The professional standards manager for Centrepoint Alliance, Rhett Das, has called for a delay to the June 30 implementation of the Tax Agent Services Act (TASA) for financial planners because key pieces of compliance information still are not confirmed.
Das (pictured) told the Professional Investment Services (PIS) conference in Shanghai that it is impossible for licensee and dealer groups to give definitive guidance to advisers about complying with the TASA rules.
After June 30, any financial planner who provides a tax (financial) advice service for a fee will be required to notify the Tax Practitioners Board (TPB) that they wish to be registered to provide that advice. When they are registered, advisers must comply with the TPB’s code of professional conduct, which includes requirements relating to continuing professional education (CPE) and professional indemnity (PI) insurance.
No details
“We really don’t have all the details yet,” Das told the conference.

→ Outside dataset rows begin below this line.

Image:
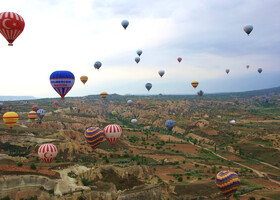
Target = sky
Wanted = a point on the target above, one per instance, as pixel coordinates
(208, 35)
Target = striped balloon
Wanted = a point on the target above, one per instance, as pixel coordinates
(11, 26)
(32, 115)
(84, 79)
(47, 152)
(35, 108)
(104, 95)
(194, 84)
(227, 182)
(112, 133)
(94, 136)
(10, 118)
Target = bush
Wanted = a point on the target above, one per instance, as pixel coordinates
(33, 166)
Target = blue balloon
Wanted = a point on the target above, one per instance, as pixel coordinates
(148, 86)
(125, 23)
(62, 82)
(169, 124)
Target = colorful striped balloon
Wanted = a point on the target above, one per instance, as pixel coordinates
(227, 182)
(112, 133)
(194, 84)
(32, 115)
(94, 136)
(104, 95)
(84, 79)
(10, 118)
(47, 152)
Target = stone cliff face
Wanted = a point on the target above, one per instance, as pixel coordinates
(104, 182)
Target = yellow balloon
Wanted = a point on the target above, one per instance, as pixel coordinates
(10, 118)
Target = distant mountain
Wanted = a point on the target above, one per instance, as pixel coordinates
(16, 98)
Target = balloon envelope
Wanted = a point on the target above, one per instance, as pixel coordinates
(103, 95)
(84, 79)
(97, 64)
(47, 152)
(248, 29)
(134, 121)
(62, 82)
(139, 103)
(11, 26)
(139, 52)
(137, 59)
(10, 118)
(129, 102)
(200, 93)
(161, 72)
(148, 86)
(195, 84)
(112, 133)
(94, 136)
(41, 113)
(125, 23)
(169, 124)
(227, 182)
(32, 115)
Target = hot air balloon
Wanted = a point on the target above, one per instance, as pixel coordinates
(62, 82)
(11, 26)
(32, 115)
(195, 84)
(103, 95)
(47, 152)
(139, 52)
(35, 108)
(97, 65)
(227, 182)
(41, 113)
(112, 133)
(84, 79)
(148, 86)
(139, 103)
(248, 29)
(137, 59)
(129, 102)
(125, 23)
(266, 99)
(94, 136)
(169, 124)
(200, 93)
(10, 118)
(161, 72)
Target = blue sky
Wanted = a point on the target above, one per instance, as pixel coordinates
(208, 35)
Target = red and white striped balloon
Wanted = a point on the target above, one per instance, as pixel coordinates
(112, 133)
(47, 152)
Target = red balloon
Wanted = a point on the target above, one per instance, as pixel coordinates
(11, 26)
(139, 103)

“We don’t have all the details about the education requirements. We don’t have all the details about what it is you’re going to need, the subjects you’ll be able to complete to ensure that you’re compliant with the requirements of the TPB.”
Das said it is his personal view “and also I speak for the company when we think even though this is going to come out in July, I really think this should be deferred for at least 12 months”.
“How are you supposed to provide information to clients…when we don’t have all the information?” he said.
“Basically, that’s what we’d like to see, and we’ll wait to see what developments come forth.”
Limited use
Speaking to Professional Planner, Das said that guidance issued last week by the TPB was of only limited use to dealer groups and advisers.
“We’ve been given theoretical guidance in terms of what came out last week about what they consider to be tax (financial) advice or when tax (financial) advice could be provided,” Das said.
“But what would be easier I think from an adviser’s point of view, and even for a dealer group that is having to monitor and supervise and educate their advisers, is actual examples – if you did A, this might trigger a tax-advice scenario; and if I recommend that you dispose of a product, this could have a [capital gains tax] CGT implication. Just practical examples, like you might even see in a regulatory guide put out by ASIC.
Difficult to endorse
“It’s very difficult for us to endorse something that we’re not even 100 per cent sure we have enough details on yet to make a decision,” he says.
“From July 1, based on the information we have today, if someone said to me, ‘Should I be registering?’, I’d say, well, you’re effectively signing up for something that you do not have all the information about.”
Simon Hoyle travelled to the 2014 Professional Investment Services conference in Shanghai as a guest of PIS.